The rapid evolution of artificial intelligence (AI) is reshaping industries across the globe, yet it often overlooks the linguistic diversity that defines many regions. In India, a nation rich with over 120 recognized languages and countless dialects, the need for AI systems that cater to its multilingual fabric is urgent. The AI models predominantly cater to English-speaking users, leaving a significant portion of the Indian population underserved. This is where BharatGen steps in, aiming to revolutionize the AI landscape to better serve India's diverse linguistic needs.
BharatGen, an initiative funded by the Indian Department of Science and Technology, is spearheading efforts to create AI models that resonate with India's linguistic diversity. Initiated last year at IIT Bombay, BharatGen has already developed foundational models for 14 of the most prevalent Indic languages. Their ambition extends beyond these to encompass all 22 scheduled languages of India, with aspirations to support even more of the country's linguistic diversity.

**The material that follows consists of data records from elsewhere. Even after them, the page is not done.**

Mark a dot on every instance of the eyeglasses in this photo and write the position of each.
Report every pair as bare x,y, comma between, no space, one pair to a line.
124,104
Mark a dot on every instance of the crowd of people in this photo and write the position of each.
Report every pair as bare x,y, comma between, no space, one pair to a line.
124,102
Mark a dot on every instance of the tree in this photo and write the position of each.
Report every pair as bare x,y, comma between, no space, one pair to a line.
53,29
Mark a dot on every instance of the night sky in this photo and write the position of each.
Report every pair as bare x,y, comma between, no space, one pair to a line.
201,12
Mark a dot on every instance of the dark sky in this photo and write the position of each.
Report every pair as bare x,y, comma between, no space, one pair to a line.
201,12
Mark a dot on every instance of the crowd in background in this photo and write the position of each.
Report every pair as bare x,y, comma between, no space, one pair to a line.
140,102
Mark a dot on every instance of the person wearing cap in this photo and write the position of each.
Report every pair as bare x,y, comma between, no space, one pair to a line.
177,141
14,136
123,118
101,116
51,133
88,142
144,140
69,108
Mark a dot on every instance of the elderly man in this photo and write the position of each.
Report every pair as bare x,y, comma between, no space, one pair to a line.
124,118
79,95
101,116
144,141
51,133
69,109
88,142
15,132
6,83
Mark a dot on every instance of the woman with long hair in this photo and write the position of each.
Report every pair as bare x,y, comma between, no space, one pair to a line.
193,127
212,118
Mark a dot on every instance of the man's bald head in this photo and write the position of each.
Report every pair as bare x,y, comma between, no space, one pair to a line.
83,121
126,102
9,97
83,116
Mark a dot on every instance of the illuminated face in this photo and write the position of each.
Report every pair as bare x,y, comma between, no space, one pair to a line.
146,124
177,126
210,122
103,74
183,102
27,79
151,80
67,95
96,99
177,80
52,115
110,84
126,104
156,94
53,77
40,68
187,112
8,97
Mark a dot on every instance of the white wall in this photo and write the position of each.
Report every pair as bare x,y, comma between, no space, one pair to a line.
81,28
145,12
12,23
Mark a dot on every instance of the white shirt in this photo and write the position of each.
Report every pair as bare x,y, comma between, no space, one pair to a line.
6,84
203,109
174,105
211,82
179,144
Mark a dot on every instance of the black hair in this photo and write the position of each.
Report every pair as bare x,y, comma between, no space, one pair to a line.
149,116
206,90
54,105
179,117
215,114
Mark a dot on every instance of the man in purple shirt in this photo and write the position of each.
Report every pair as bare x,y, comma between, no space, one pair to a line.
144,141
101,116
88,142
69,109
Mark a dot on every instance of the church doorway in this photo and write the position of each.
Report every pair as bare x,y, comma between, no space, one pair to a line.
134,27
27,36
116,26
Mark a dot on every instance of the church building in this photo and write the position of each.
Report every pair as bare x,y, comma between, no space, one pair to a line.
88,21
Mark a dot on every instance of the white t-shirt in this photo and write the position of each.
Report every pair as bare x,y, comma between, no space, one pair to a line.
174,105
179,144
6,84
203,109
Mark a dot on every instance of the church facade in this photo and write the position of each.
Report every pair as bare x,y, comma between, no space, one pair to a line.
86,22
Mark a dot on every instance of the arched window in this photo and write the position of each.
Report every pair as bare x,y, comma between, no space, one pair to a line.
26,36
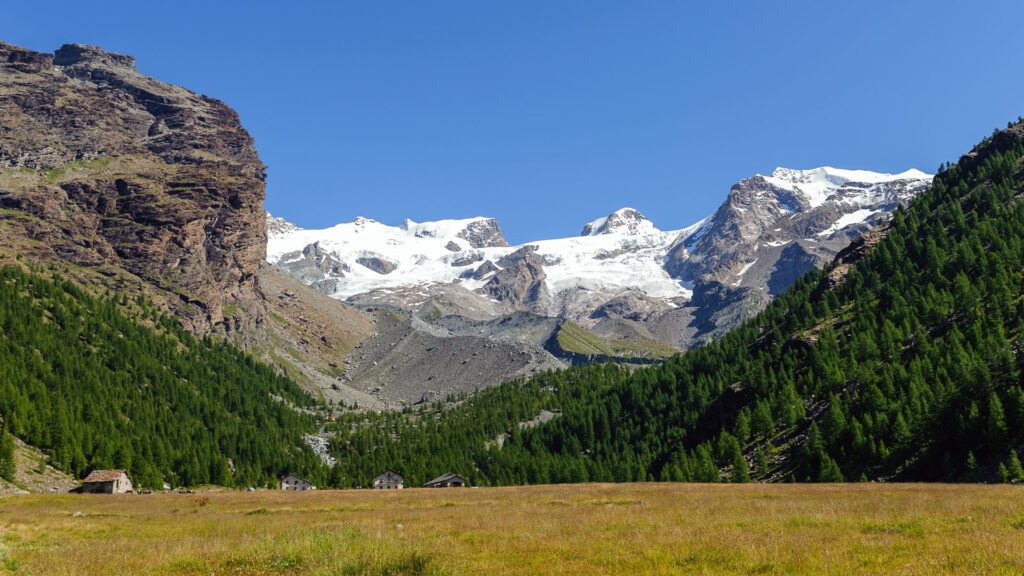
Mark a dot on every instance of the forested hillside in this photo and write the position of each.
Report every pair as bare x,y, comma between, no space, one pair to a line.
906,366
100,382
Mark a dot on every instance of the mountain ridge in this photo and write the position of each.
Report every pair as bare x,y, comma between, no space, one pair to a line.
768,232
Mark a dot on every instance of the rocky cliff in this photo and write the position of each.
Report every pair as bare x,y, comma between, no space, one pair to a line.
623,278
108,168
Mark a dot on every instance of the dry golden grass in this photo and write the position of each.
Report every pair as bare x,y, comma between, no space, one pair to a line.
588,529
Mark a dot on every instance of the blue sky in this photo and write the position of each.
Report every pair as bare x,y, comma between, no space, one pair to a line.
546,115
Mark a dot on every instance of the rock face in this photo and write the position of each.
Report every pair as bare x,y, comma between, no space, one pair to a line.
520,281
109,168
627,220
483,234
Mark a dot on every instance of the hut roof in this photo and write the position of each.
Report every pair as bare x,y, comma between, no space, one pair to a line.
445,477
103,476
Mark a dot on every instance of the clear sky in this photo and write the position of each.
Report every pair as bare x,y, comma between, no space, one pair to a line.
547,115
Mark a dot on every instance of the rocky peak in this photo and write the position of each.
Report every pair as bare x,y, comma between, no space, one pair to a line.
92,64
483,234
14,58
151,178
625,220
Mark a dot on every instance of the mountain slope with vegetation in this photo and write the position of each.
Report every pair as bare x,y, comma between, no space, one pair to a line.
901,361
100,381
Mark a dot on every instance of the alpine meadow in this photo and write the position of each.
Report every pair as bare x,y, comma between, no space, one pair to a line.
729,322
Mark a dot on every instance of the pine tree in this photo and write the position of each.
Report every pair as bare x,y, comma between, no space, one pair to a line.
6,455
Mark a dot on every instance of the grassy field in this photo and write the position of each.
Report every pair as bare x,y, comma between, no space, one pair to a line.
589,529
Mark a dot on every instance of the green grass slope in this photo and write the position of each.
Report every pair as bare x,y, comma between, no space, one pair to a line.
573,338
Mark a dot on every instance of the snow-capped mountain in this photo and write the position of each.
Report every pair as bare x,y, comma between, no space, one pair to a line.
623,276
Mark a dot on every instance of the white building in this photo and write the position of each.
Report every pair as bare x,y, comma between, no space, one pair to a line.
388,481
292,482
107,482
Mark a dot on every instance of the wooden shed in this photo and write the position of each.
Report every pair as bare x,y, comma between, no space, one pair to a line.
388,481
107,482
292,482
449,480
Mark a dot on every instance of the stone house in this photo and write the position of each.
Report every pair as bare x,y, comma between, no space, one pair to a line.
107,482
292,482
449,480
388,481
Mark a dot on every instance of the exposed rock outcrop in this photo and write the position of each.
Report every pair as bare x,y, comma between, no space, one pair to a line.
107,167
483,234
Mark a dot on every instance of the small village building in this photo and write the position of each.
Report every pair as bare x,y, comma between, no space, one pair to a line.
292,482
449,480
107,482
388,481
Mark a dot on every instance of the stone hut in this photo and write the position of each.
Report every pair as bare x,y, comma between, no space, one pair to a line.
107,482
449,480
388,481
292,482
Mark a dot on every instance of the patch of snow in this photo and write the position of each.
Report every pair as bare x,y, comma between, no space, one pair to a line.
848,219
747,266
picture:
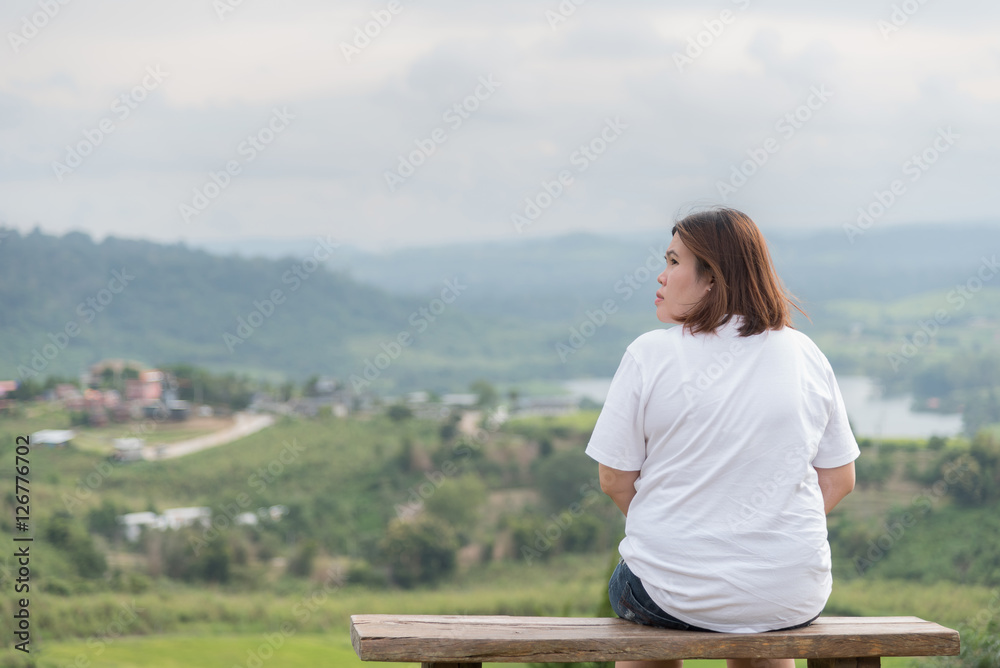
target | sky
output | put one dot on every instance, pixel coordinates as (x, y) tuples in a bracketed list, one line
[(394, 123)]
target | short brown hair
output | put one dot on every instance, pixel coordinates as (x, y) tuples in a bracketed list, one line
[(729, 246)]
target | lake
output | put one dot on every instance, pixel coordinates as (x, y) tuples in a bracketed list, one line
[(872, 415)]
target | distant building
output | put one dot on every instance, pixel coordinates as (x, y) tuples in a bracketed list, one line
[(128, 449), (460, 400), (554, 405), (52, 437), (133, 523)]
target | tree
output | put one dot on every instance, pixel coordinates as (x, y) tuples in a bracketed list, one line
[(487, 395), (458, 502), (561, 476), (419, 551)]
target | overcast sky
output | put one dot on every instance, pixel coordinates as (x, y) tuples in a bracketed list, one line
[(671, 98)]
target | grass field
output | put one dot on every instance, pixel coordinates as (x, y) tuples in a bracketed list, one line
[(205, 628), (307, 651)]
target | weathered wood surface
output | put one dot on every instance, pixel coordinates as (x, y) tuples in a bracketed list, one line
[(442, 639)]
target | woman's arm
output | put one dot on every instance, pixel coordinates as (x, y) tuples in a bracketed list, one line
[(835, 484), (619, 485)]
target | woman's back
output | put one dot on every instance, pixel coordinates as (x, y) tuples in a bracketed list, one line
[(727, 529)]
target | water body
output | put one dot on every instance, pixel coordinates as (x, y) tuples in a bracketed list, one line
[(872, 415)]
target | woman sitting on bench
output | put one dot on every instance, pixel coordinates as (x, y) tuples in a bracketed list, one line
[(725, 442)]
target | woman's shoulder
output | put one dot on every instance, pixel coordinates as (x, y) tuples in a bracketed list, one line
[(654, 339)]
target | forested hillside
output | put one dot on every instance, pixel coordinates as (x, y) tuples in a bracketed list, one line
[(915, 306)]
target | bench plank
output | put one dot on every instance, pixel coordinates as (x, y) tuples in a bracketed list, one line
[(464, 639)]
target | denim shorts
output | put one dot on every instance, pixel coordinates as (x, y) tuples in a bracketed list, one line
[(630, 601)]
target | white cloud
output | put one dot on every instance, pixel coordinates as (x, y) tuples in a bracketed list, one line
[(354, 119)]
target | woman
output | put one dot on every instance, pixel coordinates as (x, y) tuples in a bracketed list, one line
[(724, 442)]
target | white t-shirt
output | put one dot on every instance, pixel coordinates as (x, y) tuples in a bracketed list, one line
[(727, 529)]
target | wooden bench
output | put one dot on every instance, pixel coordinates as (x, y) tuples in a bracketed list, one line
[(449, 641)]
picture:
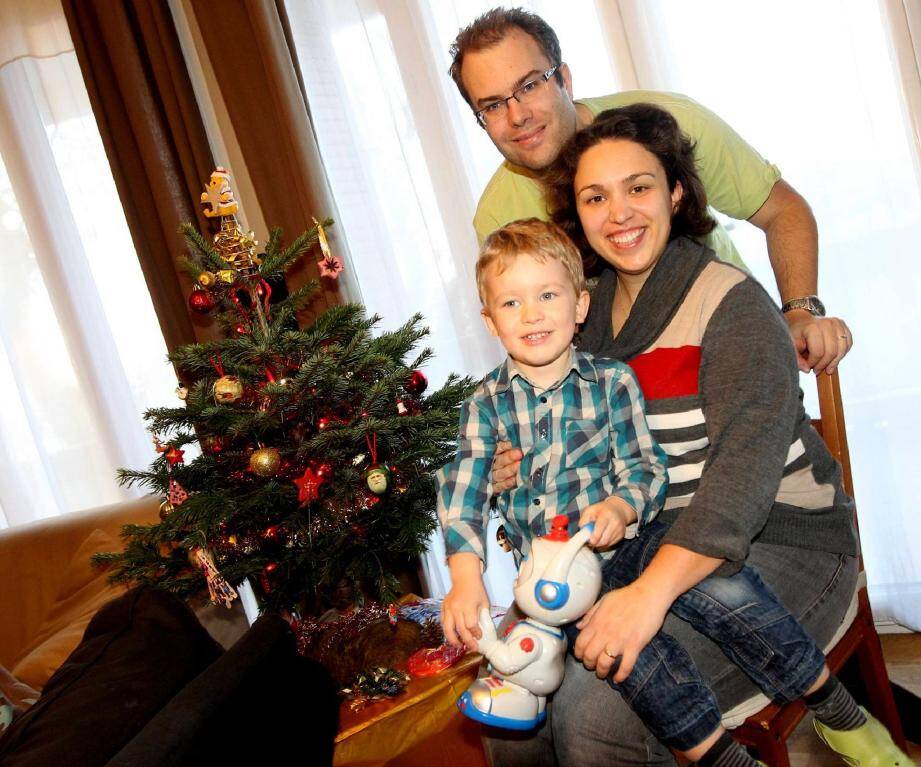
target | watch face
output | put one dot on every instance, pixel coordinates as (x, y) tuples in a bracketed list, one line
[(811, 304)]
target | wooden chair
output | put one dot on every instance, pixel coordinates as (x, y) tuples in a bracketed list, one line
[(767, 731)]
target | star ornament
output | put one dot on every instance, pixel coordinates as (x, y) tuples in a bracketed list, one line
[(308, 486), (330, 266)]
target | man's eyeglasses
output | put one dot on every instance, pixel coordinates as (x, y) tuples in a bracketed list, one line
[(528, 92)]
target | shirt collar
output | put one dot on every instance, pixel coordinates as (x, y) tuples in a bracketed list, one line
[(579, 362)]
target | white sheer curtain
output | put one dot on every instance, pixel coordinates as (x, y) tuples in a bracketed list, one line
[(81, 354), (831, 113), (407, 162)]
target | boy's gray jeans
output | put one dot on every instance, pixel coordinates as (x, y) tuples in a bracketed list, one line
[(589, 724)]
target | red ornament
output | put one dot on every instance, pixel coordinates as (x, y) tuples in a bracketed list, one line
[(212, 444), (177, 494), (201, 301), (308, 486), (272, 533), (417, 383)]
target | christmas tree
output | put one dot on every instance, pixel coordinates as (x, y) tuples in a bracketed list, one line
[(317, 443)]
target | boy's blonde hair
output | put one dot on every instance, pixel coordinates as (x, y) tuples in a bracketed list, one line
[(531, 236)]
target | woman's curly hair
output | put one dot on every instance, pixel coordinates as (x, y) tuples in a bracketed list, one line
[(655, 130)]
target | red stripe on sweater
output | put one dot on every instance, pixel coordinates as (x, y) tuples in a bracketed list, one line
[(668, 372)]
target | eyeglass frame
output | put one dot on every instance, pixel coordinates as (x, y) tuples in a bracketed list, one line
[(543, 77)]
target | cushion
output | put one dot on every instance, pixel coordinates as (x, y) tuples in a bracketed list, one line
[(84, 589), (138, 652), (260, 685)]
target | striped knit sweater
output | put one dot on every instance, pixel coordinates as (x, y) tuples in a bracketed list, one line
[(718, 371)]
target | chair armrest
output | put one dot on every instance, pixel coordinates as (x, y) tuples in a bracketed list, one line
[(34, 558)]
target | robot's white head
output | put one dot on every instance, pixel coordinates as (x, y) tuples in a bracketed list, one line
[(560, 578)]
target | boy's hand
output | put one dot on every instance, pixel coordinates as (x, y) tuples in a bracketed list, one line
[(461, 608), (611, 517), (504, 473)]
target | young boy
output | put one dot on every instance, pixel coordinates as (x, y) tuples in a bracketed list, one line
[(588, 454)]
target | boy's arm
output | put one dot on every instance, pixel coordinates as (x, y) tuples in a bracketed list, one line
[(463, 484), (637, 462), (463, 510)]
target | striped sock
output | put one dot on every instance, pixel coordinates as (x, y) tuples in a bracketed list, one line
[(834, 707), (726, 753)]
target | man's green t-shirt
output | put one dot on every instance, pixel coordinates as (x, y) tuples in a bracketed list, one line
[(737, 179)]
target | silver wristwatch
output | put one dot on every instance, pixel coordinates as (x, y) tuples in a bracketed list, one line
[(810, 303)]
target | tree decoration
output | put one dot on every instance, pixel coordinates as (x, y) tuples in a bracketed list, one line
[(281, 411), (177, 494), (308, 486), (227, 390), (201, 301), (220, 591), (417, 383)]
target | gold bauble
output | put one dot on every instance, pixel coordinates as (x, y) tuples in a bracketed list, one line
[(265, 461), (227, 390)]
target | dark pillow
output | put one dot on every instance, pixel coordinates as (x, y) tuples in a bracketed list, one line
[(248, 707), (138, 651)]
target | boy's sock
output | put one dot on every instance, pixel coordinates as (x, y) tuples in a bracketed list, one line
[(834, 707), (726, 753)]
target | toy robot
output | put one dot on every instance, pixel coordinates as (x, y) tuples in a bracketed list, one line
[(557, 582)]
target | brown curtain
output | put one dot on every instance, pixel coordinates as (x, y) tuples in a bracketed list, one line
[(154, 137), (257, 72)]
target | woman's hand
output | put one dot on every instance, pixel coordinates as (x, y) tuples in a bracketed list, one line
[(505, 465), (611, 517), (621, 623)]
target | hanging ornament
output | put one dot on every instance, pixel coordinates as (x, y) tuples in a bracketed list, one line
[(378, 478), (417, 383), (265, 577), (219, 589), (201, 301), (376, 475), (227, 390), (329, 265), (212, 444), (308, 486), (177, 494), (265, 461)]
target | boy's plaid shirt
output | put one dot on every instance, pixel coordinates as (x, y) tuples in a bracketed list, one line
[(583, 439)]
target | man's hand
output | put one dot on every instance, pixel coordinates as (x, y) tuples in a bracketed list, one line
[(611, 517), (821, 342), (461, 608), (620, 624), (505, 466)]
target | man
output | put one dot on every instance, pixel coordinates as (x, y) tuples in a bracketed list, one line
[(508, 66)]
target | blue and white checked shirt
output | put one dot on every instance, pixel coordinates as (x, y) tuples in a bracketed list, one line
[(584, 439)]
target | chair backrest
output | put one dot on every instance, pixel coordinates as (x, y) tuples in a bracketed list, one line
[(830, 425)]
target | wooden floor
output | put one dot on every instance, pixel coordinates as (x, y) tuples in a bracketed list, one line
[(903, 659)]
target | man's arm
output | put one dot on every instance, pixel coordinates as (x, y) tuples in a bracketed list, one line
[(793, 245)]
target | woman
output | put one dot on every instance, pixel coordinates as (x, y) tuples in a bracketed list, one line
[(750, 480)]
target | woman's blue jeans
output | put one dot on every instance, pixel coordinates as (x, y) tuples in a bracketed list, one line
[(741, 615)]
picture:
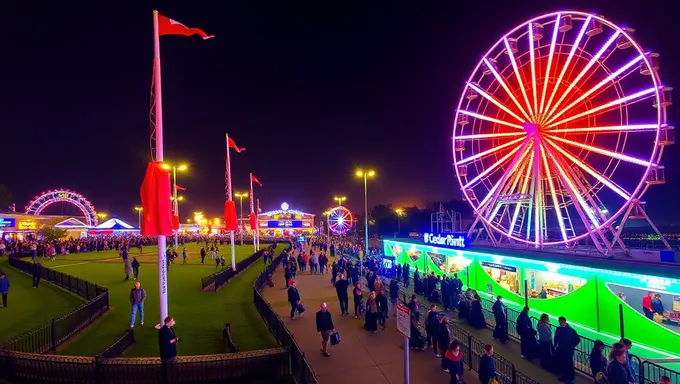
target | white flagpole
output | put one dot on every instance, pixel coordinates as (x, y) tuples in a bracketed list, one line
[(252, 210), (162, 260), (228, 196)]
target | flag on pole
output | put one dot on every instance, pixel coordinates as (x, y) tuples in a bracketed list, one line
[(167, 26), (233, 145)]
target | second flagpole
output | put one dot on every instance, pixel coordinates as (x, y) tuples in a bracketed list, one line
[(228, 196)]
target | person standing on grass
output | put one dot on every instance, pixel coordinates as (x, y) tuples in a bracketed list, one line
[(324, 325), (137, 298), (37, 273), (167, 341), (4, 288)]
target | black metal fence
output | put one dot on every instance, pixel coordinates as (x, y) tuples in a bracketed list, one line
[(119, 346), (646, 372), (301, 370), (49, 336)]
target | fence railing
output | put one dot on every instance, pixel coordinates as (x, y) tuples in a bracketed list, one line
[(55, 332), (119, 346), (301, 370), (228, 339), (646, 372)]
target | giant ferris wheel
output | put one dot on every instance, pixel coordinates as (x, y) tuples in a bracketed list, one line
[(560, 131)]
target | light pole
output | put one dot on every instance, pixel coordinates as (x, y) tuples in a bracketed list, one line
[(175, 199), (365, 174), (241, 196), (139, 215), (400, 213)]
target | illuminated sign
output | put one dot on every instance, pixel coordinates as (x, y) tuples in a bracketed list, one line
[(27, 224), (7, 223), (449, 240)]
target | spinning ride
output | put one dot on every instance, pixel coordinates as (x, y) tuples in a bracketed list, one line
[(340, 220), (46, 199), (560, 130)]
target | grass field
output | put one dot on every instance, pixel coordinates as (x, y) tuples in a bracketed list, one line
[(200, 316), (27, 307)]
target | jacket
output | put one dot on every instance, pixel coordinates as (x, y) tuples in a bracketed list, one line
[(168, 348), (324, 322), (137, 296)]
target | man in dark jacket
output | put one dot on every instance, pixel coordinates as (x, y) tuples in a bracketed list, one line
[(293, 299), (566, 340), (37, 274), (324, 325), (167, 341), (341, 289), (137, 298)]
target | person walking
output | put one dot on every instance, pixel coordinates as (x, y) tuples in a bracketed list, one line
[(4, 288), (37, 274), (324, 325), (293, 298), (137, 298), (341, 289), (167, 341)]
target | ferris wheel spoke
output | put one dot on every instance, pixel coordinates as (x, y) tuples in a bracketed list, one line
[(518, 75), (635, 97), (553, 194), (592, 172), (489, 135), (582, 32), (489, 151), (505, 87), (553, 42), (495, 102), (584, 71), (609, 129), (607, 81), (491, 119), (604, 152), (493, 167)]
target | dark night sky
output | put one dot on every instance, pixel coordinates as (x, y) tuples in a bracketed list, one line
[(311, 90)]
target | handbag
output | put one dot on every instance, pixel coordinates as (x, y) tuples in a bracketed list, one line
[(335, 338)]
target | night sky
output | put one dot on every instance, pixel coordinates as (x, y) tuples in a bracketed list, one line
[(312, 91)]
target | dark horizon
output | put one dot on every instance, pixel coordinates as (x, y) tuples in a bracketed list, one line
[(312, 92)]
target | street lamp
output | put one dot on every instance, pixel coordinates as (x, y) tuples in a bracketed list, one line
[(400, 213), (175, 199), (241, 196), (365, 174), (139, 214)]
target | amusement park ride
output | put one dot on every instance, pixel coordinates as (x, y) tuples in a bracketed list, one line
[(559, 133)]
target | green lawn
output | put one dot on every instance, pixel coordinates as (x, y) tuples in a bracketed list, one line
[(200, 316), (29, 308)]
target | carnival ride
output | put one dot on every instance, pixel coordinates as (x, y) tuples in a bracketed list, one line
[(340, 220), (560, 131), (46, 199)]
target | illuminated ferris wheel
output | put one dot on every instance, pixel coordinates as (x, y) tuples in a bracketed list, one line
[(559, 132), (340, 220)]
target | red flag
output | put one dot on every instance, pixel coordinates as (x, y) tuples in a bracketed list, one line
[(232, 144), (156, 208), (230, 218), (253, 221), (255, 180), (168, 26)]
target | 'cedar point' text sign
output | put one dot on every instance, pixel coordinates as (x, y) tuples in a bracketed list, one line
[(448, 240)]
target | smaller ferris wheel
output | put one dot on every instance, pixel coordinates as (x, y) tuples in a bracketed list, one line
[(340, 220)]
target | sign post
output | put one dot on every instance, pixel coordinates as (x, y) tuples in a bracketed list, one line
[(404, 326)]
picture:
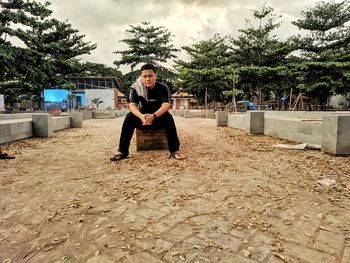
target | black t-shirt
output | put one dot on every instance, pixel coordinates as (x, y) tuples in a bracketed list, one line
[(156, 96)]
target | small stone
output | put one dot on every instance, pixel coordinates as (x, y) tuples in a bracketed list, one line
[(246, 253)]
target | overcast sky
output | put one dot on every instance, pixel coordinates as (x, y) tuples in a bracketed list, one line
[(105, 22)]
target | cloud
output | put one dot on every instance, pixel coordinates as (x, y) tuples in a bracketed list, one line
[(105, 22)]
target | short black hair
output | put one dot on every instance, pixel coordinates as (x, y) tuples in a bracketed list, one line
[(149, 66)]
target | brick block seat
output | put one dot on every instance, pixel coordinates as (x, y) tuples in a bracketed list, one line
[(151, 140)]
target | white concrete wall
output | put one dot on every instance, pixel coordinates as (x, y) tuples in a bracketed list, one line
[(106, 95), (294, 130), (2, 103), (194, 113), (15, 116), (12, 130), (303, 114), (237, 121)]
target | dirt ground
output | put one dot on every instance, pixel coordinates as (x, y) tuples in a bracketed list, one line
[(234, 199)]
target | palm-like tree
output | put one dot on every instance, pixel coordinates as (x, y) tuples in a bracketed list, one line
[(97, 101)]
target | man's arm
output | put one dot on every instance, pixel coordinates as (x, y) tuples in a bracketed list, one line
[(134, 108), (163, 109)]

BharatGen's mission is clear: to ensure that the AI revolution is inclusive, catering to the cultural and linguistic nuances of India's vast population. This is an essential step towards digital equity, allowing broader participation in the digital economy and society.
In a significant leap towards achieving its goals, BharatGen has partnered with IBM.
This partnership was nurtured through an initial meeting at an AI Alliance event at IBM Research India, where early collaborations demonstrated the potential of IBM’s InstructLab tool for fine-tuning models for Indic languages. This laid the groundwork for the current extensive collaboration.
The collaboration between BharatGen and IBM will initially focus on several key sectors: education, agriculture, banking, healthcare, and citizen services. These are areas where AI can significantly enhance service delivery and user experience. By integrating with IBM's Granite models and utilizing IBM watsonx and Red Hat OpenShift AI, the joint effort aims to develop use case templates that address the unique challenges and opportunities within these industries.
Furthermore, the partnership is committed to building open-source data and AI pipelines that are robust and reliable for Indic languages, ensuring that the AI systems developed are grounded in the specific governance frameworks necessary for such a diverse and complex environment.
While BharatGen has made significant strides by developing models for 14 languages, the journey is far from over. India’s linguistic landscape includes not only the 22 scheduled languages but also a multitude of dialects spoken by millions. BharatGen's mandate is to develop AI tools that serve the entire nation, thus promoting broader digital participation and equity.
The initiative seeks to create benchmarks specifically tailored for India and its languages, ensuring that the AI models developed meet the nation's varied commercial and cultural needs. Such efforts are crucial for fostering an inclusive digital environment where everyone can participate and benefit.
BharatGen's collaboration with IBM represents a pivotal moment in India's AI journey. By combining local expertise with global technological prowess, this partnership is poised to transform how AI interacts with India's diverse population. The ultimate goal is to build sovereign AI models that reflect the linguistic richness, cultural nuances, and diverse needs of India's people.
As BharatGen continues to expand its reach and capabilities, the impact of this initiative will be felt across India’s socio-economic landscape. The journey towards a linguistically inclusive AI ecosystem is underway, promising to empower millions by bridging the digital divide and ensuring that the benefits of AI are distributed equitably across the nation.